Sandia provides optical and electromagnetic pulse (EMP) sensors, radio frequency equipment, and the main processors that coordinate all commands, as well as return sensor output back to ground. Los Alamos National Laboratory provides X-ray and particle detectors.

"We also have a state-of-health telemetry system that allows us to see how our system is functioning," says Yearout.

Perfectly synchronized atomic clocks on all satellites mean that telemetry, geometry, and computer programs working together can accurately define the position of any point of interest, whether a lightning bolt or a nuclear explosion.

Difficult as it is to test equipment without the environment in which it will be used, the Sandia group's sensor packages have performed exceptionally well over the years.

This success includes surviving one faulty rocket that exploded on takeoff in the 1980s. A number of the sensors survived and were still operable. "We build pretty good stuff," says Yearout.

The next launch is scheduled for October.

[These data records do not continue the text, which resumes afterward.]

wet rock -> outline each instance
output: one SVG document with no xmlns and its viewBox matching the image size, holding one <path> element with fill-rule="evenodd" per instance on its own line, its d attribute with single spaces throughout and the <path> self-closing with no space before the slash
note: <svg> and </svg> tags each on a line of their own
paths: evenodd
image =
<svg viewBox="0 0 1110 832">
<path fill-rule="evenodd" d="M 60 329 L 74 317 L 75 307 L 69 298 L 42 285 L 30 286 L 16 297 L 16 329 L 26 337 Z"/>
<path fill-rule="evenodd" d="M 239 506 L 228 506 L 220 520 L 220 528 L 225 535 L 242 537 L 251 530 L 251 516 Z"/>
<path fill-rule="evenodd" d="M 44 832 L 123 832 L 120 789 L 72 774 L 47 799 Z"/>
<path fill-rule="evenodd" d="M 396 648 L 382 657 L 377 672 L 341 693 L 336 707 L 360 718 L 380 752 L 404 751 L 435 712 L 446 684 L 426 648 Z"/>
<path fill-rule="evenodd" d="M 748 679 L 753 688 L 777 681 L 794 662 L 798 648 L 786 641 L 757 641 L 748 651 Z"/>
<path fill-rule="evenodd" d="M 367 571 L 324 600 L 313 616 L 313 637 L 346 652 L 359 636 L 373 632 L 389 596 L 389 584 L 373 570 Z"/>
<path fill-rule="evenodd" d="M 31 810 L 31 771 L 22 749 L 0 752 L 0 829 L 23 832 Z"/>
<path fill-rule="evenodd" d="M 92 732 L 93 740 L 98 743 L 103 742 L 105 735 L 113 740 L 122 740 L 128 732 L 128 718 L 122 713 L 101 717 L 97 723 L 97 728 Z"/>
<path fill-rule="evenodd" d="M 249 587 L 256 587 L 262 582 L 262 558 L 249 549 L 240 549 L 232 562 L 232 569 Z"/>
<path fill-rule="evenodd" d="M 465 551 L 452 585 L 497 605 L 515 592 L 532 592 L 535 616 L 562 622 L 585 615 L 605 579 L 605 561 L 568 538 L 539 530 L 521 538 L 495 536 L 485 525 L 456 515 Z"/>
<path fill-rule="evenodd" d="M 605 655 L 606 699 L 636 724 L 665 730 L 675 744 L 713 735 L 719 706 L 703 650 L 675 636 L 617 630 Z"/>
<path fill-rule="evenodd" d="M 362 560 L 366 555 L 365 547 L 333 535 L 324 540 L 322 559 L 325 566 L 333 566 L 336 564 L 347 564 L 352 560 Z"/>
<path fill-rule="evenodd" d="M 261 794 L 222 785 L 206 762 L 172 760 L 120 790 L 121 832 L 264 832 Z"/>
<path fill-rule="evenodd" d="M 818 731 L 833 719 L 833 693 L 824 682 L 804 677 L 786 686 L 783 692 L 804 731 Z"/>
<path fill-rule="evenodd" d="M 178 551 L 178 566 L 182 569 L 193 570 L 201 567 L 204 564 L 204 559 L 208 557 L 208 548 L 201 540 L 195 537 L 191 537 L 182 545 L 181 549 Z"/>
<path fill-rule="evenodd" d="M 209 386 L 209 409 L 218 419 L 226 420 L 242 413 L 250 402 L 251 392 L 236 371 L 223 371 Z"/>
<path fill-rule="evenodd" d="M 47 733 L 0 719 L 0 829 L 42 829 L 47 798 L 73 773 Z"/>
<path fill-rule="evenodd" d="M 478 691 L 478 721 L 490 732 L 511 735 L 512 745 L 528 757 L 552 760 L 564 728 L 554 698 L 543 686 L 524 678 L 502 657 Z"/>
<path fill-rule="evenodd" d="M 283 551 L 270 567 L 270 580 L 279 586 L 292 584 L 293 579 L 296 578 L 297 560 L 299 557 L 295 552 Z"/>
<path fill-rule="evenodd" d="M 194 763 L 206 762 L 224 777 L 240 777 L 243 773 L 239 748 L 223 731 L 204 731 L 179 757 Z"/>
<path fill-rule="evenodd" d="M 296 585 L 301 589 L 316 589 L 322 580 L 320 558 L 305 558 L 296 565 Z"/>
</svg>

Funding and oversight for the development, construction, and on-orbit support of the sensors is provided for by the Office of Nonproliferation Research and Development in the National Nuclear Security Administration (NNSA).

The sensor components are delivered by Sandia to an Air Force contractor, either Boeing or Lockheed Martin, to integrate onto the GPS satellite package. The Air Force launches GPS satellites from Cape Canaveral, Florida, and then, once in orbit, the sensor components are switched on remotely by Yearout and his teammates from Sandia, LANL, and the U.S. Air Force.

Sandia is a multiprogram laboratory operated by Sandia Corporation, a Lockheed Martin company, for the U.S. Department of Energy's National Nuclear Security Administration. With main facilities in Albuquerque, N.M., and Livermore, Calif., Sandia has major R&D responsibilities in national security, energy and environmental technologies, and economic competitiveness.